Pranks were kept to a minimum, but let's face it -- it was a Brooks & Dunn tour, and the twosome are the reigning kings of practical jokes. Crew members sat in lawn chairs onstage reading some, uh, questionable material during Allan's performance of "Alright Guy," and midgets down front held up signs reading "we're your biggest fans" during the Brooks & Dunn set. But Trick Pony frontwoman Heidi Newfield, the only chick on the tour, may have gotten the worst end of the schtick. Allan put a Stetson hatbox onstage during the trio's set, which Newfield at first refused to open. When she finally kicked the lid off the box, two rather rambunctious garter snakes slithered out onstage, sending Newfield running offstage for cover.

"I hate snakes!" she yelled, as fellow band member Ira Dean tried to retrieve them from under the drum riser. Allan later collected them and set them free in the woods behind the venue.

Pranks, yearbooks and pickup basketball games were just a few of the details that made the Neon Circus tour seem like "being a senior in high school," according to Judd.

"You just cherish the friendships and you want to spend as much time with these people as you can, because you know at the end of July it's over with and you can never go back and do it again," Judd explained.

With the circus tents packed away, Brooks and Ronnie Dunn already are looking toward the next project, their first holiday album. "Hangin' 'Round the Mistletoe," which hits stores on Oct. 22, includes the Ronnie Dunn-Jerry Lynn Williams original, "It Won't Be Christmas Without You," and Christmas classics like "Winter Wonderland" and "Santa Claus Is Coming to Town."

"The real challenge was to take some of these standards that we're all familiar with and try to move them around and be creative with them without taking them too far," Dunn said. "Some sound like Perry Como on steroids."

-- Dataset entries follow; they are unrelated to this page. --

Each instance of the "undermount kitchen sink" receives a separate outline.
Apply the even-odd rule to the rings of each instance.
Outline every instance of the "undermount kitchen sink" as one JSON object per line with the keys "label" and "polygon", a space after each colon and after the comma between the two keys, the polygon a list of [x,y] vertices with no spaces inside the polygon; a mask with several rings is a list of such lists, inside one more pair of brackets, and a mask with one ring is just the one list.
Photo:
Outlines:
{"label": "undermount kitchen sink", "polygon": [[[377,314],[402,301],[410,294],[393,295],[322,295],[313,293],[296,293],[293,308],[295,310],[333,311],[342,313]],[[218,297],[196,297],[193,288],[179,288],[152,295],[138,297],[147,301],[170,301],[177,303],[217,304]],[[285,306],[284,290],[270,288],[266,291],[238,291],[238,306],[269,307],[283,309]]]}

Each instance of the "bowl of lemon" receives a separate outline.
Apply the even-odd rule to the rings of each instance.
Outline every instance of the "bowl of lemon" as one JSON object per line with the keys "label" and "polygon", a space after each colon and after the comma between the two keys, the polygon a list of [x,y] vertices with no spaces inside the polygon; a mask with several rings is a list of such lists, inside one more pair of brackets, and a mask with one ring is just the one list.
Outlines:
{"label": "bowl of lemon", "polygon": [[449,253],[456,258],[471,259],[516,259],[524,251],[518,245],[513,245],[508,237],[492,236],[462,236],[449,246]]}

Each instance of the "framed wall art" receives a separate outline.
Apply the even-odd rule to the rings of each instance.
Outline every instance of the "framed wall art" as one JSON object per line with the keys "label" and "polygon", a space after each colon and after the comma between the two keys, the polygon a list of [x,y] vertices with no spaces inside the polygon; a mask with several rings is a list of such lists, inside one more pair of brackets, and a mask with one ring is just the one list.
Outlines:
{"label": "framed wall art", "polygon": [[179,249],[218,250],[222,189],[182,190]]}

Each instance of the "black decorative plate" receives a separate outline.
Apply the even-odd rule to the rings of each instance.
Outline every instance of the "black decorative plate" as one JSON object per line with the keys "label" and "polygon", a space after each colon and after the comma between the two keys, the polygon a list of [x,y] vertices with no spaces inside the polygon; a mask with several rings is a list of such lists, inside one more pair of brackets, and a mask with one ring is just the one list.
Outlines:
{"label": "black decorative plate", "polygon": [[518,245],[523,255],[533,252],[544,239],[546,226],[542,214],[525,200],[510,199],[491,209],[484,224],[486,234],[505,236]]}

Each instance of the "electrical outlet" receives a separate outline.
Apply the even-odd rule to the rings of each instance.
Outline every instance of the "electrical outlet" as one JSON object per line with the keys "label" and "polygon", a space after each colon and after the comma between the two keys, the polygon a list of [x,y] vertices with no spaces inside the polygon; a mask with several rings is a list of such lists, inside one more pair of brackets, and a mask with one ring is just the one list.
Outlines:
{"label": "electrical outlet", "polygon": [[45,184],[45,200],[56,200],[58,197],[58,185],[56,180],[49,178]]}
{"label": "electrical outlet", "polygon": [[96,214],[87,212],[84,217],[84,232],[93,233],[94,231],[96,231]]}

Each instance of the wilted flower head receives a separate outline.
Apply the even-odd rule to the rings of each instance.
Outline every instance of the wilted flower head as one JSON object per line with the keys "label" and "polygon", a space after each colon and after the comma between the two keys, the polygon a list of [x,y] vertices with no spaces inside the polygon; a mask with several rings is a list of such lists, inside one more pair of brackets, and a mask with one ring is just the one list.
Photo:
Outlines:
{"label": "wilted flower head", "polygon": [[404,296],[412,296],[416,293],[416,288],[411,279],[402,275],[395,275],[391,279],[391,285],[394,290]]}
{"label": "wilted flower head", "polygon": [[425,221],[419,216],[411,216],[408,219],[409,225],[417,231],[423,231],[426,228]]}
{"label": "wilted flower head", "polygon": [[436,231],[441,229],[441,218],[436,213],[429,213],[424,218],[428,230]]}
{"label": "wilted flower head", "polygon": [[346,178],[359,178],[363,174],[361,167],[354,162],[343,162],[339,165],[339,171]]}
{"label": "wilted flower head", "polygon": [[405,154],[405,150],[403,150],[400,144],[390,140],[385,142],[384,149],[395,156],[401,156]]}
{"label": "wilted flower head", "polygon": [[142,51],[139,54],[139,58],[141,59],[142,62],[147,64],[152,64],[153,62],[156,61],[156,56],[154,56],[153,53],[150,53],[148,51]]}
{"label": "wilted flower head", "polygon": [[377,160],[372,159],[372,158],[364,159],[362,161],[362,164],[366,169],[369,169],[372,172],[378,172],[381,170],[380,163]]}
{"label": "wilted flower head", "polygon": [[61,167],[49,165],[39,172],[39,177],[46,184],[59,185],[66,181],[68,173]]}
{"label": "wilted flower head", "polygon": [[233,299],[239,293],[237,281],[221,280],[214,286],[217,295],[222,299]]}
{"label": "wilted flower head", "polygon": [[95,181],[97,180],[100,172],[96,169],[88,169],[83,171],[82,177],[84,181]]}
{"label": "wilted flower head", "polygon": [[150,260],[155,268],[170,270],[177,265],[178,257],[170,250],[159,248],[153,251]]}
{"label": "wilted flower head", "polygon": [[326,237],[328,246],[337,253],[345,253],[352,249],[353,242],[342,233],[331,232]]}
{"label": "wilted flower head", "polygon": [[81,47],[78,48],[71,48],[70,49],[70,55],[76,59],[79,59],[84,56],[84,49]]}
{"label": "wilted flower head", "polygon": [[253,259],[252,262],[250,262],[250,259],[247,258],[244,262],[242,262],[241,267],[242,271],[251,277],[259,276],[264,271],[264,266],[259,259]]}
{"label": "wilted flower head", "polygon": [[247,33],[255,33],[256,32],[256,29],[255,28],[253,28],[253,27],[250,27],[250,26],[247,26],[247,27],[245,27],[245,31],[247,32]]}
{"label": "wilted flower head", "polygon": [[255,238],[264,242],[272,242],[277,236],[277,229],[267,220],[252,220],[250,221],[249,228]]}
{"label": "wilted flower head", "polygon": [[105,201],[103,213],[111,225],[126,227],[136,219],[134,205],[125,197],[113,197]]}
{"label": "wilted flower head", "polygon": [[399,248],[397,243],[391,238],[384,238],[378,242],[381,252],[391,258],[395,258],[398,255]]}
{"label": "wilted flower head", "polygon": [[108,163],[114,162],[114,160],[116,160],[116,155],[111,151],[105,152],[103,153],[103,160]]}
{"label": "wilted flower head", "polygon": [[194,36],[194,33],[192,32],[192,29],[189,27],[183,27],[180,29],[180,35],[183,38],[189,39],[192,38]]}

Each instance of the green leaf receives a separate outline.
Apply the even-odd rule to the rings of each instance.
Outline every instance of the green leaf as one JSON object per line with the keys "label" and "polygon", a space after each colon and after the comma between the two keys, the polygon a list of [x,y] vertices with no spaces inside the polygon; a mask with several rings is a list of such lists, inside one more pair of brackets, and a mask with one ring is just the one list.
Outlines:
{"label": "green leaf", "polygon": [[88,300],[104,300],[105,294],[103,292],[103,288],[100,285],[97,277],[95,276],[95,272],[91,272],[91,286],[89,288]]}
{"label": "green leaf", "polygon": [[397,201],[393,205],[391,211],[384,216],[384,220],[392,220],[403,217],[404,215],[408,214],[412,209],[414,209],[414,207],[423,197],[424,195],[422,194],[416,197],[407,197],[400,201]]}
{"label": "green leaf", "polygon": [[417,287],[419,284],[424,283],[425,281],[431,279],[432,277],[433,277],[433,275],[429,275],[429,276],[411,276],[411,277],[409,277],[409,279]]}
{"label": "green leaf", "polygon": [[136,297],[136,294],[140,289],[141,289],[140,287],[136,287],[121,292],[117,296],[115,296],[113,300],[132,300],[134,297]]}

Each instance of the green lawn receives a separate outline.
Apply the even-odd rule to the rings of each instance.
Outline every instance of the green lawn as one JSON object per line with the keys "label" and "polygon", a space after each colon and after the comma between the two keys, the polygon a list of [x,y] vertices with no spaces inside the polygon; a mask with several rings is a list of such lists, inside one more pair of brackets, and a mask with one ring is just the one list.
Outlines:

The duo is also setting its sites on a third go-round for the Neon Circus in 2003.

"I think we will, assuming we can come up with a good plan and something that makes sense and something that will be new and different," Brooks said. "I don't think people are totally tired of it yet."

"It's impossible to find things that haven't been done before," added Dunn. "You just try to reinvent them if you can."